The present work is inspired from the approach of memory-centric architectures, where computations in silicon are supposed to be performed- either very close to the location of data (known as Near-Memory Computing, NMC), or in-situ where data is stored (known as In-Memory-Computing, IMC, Logic-in-Memory, LIM, or Processing-in-Memory, PIM). In several approaches presented in recent literature, digital logic-gates (NAND, NOR etc.) or analog mathematical functions (multiply, accumulate, VMM etc.) have been realized using memory bitcells (or their modified variants) by using clever programming/sensing techniques.
The hidden caveat here is that in most LIM approaches, when a memory bitcell plays the role of a logic component, it no longer remains storage. Hands down in a one-to-one computational-performance match between any non-volatile memory bitcell and state-of-the-art CMOS circuit, the CMOS circuit will turn out victorious in terms of speed and power. The benefit of LIM will only last till we offset data-shuttling costs.
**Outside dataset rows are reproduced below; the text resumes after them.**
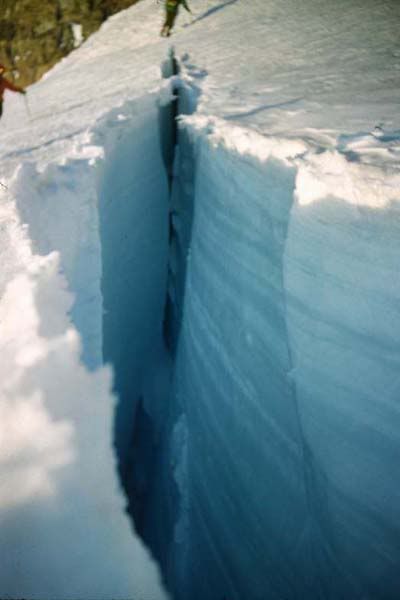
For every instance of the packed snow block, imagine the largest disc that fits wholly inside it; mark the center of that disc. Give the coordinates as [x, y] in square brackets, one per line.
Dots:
[244, 517]
[63, 530]
[133, 213]
[59, 206]
[343, 290]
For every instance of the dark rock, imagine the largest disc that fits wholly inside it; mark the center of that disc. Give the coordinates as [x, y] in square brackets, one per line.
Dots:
[36, 34]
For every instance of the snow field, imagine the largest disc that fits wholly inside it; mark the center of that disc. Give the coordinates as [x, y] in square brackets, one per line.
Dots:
[267, 468]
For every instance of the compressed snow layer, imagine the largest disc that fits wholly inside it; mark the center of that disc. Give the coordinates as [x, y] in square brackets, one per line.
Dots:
[283, 426]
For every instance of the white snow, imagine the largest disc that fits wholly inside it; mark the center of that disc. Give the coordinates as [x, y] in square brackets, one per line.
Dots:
[279, 441]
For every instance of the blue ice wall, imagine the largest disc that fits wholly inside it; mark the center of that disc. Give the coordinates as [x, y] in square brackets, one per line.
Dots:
[243, 488]
[133, 210]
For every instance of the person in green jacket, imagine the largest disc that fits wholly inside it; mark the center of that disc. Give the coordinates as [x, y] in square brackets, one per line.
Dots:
[171, 12]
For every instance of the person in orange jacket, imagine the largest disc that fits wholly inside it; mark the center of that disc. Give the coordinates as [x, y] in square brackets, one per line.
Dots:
[171, 12]
[7, 85]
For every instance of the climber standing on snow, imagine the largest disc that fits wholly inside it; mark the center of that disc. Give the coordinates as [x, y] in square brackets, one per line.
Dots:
[171, 12]
[7, 85]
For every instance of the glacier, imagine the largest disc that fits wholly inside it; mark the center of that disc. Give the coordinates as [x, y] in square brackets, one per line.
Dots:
[199, 309]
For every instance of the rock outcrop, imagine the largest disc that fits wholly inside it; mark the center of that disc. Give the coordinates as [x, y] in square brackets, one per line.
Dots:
[36, 34]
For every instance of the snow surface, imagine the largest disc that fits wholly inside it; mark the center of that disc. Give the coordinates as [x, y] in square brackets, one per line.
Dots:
[268, 465]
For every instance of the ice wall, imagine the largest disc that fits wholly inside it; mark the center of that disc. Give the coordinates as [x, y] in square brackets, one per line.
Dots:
[286, 374]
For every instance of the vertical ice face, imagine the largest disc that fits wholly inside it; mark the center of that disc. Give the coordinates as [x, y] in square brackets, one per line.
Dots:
[286, 372]
[244, 495]
[343, 289]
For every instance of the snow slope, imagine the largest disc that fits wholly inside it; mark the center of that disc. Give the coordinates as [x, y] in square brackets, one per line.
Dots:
[258, 452]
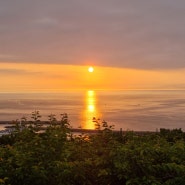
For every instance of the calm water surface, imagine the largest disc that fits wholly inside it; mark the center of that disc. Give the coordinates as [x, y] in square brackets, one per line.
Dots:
[129, 110]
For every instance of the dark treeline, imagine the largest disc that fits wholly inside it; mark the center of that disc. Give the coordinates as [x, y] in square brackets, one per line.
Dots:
[57, 157]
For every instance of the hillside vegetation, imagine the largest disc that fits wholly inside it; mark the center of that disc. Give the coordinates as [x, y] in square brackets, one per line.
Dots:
[57, 157]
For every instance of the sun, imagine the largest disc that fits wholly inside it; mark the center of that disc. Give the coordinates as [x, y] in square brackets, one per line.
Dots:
[91, 69]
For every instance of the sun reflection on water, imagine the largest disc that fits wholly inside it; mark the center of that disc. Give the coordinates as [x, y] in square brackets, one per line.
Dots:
[90, 109]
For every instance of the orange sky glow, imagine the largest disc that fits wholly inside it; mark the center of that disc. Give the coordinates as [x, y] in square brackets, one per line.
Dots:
[55, 78]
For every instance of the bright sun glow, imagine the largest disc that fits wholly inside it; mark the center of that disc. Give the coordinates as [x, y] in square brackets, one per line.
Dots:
[91, 69]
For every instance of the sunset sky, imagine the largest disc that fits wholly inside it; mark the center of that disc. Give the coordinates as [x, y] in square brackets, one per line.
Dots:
[48, 45]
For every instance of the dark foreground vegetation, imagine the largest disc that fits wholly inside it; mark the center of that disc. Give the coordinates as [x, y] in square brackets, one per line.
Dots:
[57, 157]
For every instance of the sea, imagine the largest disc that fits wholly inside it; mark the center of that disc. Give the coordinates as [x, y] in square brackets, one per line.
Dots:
[137, 110]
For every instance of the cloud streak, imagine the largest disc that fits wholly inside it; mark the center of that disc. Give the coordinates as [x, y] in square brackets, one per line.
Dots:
[119, 33]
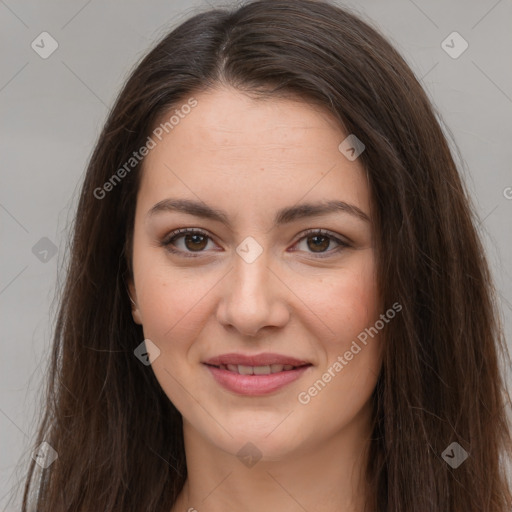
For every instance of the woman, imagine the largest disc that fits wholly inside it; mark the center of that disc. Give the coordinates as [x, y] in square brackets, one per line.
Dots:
[276, 297]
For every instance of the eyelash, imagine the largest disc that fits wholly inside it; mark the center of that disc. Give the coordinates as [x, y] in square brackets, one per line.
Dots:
[174, 235]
This doesn’t mean that the LIM approaches presented in literature are not advantageous. They are in fact extremely advantageous in terms of data-shuttling overheads as they fulfill the initial motivation of bringing computation closer to storage. But what after that? How do we keep pushing further the LIM/PIM/IMC bandwagon? One possibility is through functionality! The advantage of LIM would increase manifold if the memory bitcells which compute also preserve their utility as standard memory blocks for which they were initially built. The present work is an attempt in that very direction. In other words, we are trying to argue for functionally more versatile LIM bitcells.
We experimentally demonstrate that LIM operations can be realized by emerging resistive memory bitcells while still preserving their initial memory/storage functions. This functionality benefit is less intuitive on a smaller scale, however we believe that it has huge scope for ultra-dense storage ecosystems. High-end futuristic ~PB size SSDs, massive data centers etc. The goal here is not to replace a CPU/GPU computation with a SSD. Rather it is to utilize the numerous SSDs lying idle once data has been stored on them for some basic computation, without disturbing the stored data. With current LIM approaches this is not possible; as soon storage is utilized for logic, it may end up losing the initially stored data. With most current LIM approaches, the storage silicon can either be used for LIM or for storage but not both simultaneously. With the proposed SLIM approach a latent storage can perform compute while lying idle and later read-back the initial data that was stored on it when the user wants. The two actions are not mutually destructive. Ensuring this simultaneous functionality virtually increases the area benefits of the same silicon block. If you are still interested in this, please read our Nature Scientific Reports paper here.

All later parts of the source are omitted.